Herein, we showed that genomes of T. rangeli AM80, T. conorhini 025E and T. cruzi strains G and CL, range from ~ 30–70 Mbp and contain between 10,000 and 13,000 genes. We characterized multigene families, the heterozygosity, and pseudogene content of these genomes, and used multi-gene strategies to explore their phylogenetic relationships.
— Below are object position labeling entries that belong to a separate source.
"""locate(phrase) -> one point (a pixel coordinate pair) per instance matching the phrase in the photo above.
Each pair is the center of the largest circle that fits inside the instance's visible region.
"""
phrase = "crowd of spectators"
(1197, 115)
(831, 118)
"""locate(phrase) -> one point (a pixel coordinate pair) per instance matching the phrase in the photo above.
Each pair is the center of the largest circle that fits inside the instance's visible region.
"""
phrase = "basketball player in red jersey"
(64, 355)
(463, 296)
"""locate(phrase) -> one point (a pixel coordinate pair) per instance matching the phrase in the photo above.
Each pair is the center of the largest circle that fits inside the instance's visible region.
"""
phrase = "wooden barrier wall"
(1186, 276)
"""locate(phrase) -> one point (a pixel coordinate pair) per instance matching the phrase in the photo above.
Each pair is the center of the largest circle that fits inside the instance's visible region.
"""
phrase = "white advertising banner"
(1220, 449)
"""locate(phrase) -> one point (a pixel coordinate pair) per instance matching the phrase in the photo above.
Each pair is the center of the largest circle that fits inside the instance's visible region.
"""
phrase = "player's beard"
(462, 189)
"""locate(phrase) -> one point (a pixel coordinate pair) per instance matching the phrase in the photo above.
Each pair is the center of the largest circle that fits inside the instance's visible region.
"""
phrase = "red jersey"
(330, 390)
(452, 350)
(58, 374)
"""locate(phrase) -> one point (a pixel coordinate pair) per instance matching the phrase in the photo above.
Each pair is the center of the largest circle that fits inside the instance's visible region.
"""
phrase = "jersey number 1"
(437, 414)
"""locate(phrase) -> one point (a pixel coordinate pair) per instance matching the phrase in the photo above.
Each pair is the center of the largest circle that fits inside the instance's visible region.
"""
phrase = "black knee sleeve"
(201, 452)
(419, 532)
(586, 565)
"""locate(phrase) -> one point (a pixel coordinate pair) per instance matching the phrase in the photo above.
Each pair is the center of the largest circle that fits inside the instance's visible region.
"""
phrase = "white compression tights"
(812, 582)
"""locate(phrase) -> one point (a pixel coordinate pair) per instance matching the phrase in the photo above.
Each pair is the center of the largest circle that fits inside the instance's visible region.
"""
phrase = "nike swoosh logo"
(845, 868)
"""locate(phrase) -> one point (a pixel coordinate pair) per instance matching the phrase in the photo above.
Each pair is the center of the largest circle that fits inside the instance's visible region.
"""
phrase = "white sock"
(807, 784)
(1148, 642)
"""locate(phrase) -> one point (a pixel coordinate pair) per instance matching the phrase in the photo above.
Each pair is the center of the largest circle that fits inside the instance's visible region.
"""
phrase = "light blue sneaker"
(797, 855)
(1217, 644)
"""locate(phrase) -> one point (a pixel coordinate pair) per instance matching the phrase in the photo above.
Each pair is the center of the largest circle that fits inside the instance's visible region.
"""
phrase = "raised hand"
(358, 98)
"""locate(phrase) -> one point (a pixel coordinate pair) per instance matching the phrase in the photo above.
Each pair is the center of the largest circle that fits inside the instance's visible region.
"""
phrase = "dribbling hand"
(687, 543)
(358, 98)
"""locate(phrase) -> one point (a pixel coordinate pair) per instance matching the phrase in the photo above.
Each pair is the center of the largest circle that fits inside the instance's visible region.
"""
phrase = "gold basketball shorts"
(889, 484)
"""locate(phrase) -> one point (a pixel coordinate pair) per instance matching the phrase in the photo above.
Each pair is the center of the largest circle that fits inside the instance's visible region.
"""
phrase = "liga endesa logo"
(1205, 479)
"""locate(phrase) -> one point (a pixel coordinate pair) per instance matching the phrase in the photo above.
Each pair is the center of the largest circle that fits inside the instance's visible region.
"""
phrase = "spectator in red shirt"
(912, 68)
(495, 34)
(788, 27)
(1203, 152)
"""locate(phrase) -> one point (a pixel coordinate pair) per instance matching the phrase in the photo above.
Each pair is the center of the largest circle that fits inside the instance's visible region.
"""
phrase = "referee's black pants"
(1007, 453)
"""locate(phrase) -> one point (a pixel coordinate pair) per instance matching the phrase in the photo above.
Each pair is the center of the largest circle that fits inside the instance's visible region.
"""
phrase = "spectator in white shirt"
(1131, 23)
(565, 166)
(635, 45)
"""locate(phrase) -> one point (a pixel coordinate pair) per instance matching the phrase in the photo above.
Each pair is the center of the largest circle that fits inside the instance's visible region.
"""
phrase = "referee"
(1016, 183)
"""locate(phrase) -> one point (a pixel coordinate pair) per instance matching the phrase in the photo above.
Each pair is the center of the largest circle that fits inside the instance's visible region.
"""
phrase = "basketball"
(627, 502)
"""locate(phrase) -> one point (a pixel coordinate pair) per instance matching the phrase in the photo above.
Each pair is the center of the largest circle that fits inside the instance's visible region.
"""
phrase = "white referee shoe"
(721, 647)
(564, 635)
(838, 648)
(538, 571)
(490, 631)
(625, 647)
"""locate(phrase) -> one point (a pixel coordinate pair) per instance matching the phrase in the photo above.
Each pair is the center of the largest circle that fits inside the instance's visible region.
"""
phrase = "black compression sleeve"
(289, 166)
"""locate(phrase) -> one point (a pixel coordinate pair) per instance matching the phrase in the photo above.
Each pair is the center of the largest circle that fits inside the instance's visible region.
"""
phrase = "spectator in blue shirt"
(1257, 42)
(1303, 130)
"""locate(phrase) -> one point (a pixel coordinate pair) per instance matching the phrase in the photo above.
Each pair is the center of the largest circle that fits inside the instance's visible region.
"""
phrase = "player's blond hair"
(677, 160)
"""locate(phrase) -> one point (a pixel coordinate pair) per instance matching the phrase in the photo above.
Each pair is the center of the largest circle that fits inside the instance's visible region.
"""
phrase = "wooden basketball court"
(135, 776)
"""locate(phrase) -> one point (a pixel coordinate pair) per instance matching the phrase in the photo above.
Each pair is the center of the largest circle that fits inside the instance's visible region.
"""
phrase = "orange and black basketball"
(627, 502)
Our results show that T. conorhini and T. rangeli have less complex genomes, fewer genes, a decreased representation of multigene families, and fewer pseudogenes, than the T. cruzi strains. These observations generally are consistent with the simpler, non-intracellular lifestyles of these parasites. Genes and gene families, including amastin, MASP, and DGF-1, and others, are represented in these parasites in ways that support their association with pathogenicity, intracellular life cycle and host range. The metabolic potentials of these organisms provide clues as to the basis of these biological capabilities, with T. rangeli and T. conorhini bearing a greater number of enzymes for utilizing complex carbohydrates and glycerol as carbon sources, and displaying highly divergent amino acid metabolism to T. cruzi. Heterozygosity levels suggest less allelic diversity in T. rangeli AM80, T. conorhini 025E and T. cruzi G, than in T. cruzi CL. Phylogenetic distance in substitutions per site between the T. rangeli strains SC-58 and AM80 is about the same as T. cruzi strains to T. c. marinkellei, and the distance of T. rangeli AM80 to the T. cruzi strains is just over twice the distance between T. rangeli AM80 and T. conorhini 025E.
Parasites and culture
Parasites were obtained from the Trypanosomatid Culture Collection (TCC) at the University of Sao Paulo, the American Type Culture Collection (ATCC), and Nobuko Yoshida (Universidade Federal de São Paulo) as shown (see Additional file 1: Table S1). Parasites were cultured, and DNA was isolated and sequenced essentially as previously described . Briefly, epimastigote form parasites were cultured at 28 °C in liver-infusion tryptose (LIT) medium, supplemented with 20% fetal bovine serum (FBS) with 20 μg/ml hemin for T. rangeli AM80, and 10% fetal bovine serum (FBS) with 10 μg/ml hemin for all other species, and harvested in log phase at ~ 1 X 107/ ml. Total DNA was isolated, and depleted of kinetoplast DNA (kDNA), by gel electrophoresis as previously described .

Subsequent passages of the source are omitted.